From a purely economic standpoint, a large barrier to entry is the issue of double taxation. Currently there is no treaty dealing with this issue of multiple tax jurisdictions between Australia and Israel. However, as stated in a joint statement released by the respective Prime Ministers after Netanyahu’s visit to Australia, “they resolved to work towards concluding a Double Taxation Agreement which would remove tax impediments to bilateral economic activity and enhance the integrity of our respective tax systems.” Once such an agreement does come to fruition, there is likely to be an even greater influx of Israeli companies into Australia, with this major impediment removed.

Learning from Each Other

Besides the simple exchange of commercial activity, there is also much that the business communities of both nations can learn from each other. Israeli companies can improve corporate governance policies so as to be more aligned with Australia. Meanwhile, Australia is clearly looking to Israel to learn about how to create more of a start-up culture. It is doing so through various means, such as the inclusion of certain individuals on the Australia Innovation and Science Board. Included on this Board is Saul Singer, Israeli co-author of Start-up Nation: The Story of Israel’s Economic Miracle. Also on the Board is Paul Bassat who, through his firm Square Peg Capital, has a deep understanding of Israeli innovation.

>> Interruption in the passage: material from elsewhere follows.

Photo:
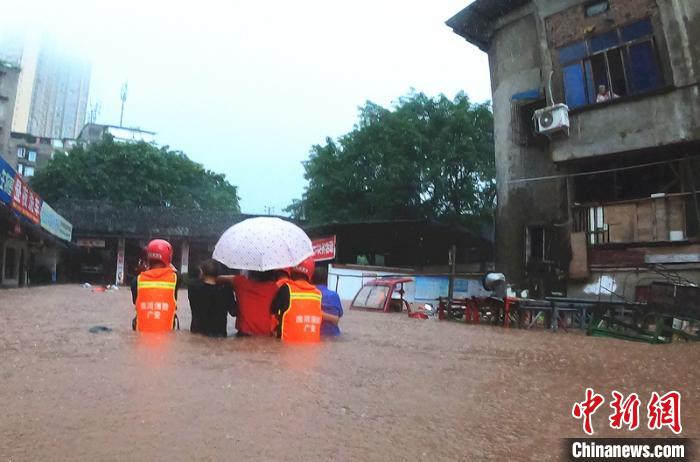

As part of the innovation agenda, Australia has also created Landing Pads in specific locations that were “selected based on their status as a global innovation hub, their innovation and startup ecosystem, and their accessible network of entrepreneurial talent, mentors and investors.” Tel Aviv was amongst the five locations chosen. Additionally, major Israeli law firms, such as Gornitzky & Co. or Rosenberg Hacohen & Co. have been opening up Australia desks to assist companies that want to make the transition into the Australian market.

While much exchange has already occurred, this all appears to be just the start. In years to come, the innovation ties between Australia and Israel look set to grow exponentially as barriers are removed, and more individuals and companies see the benefits of cooperation and collaboration with their respective counterparts.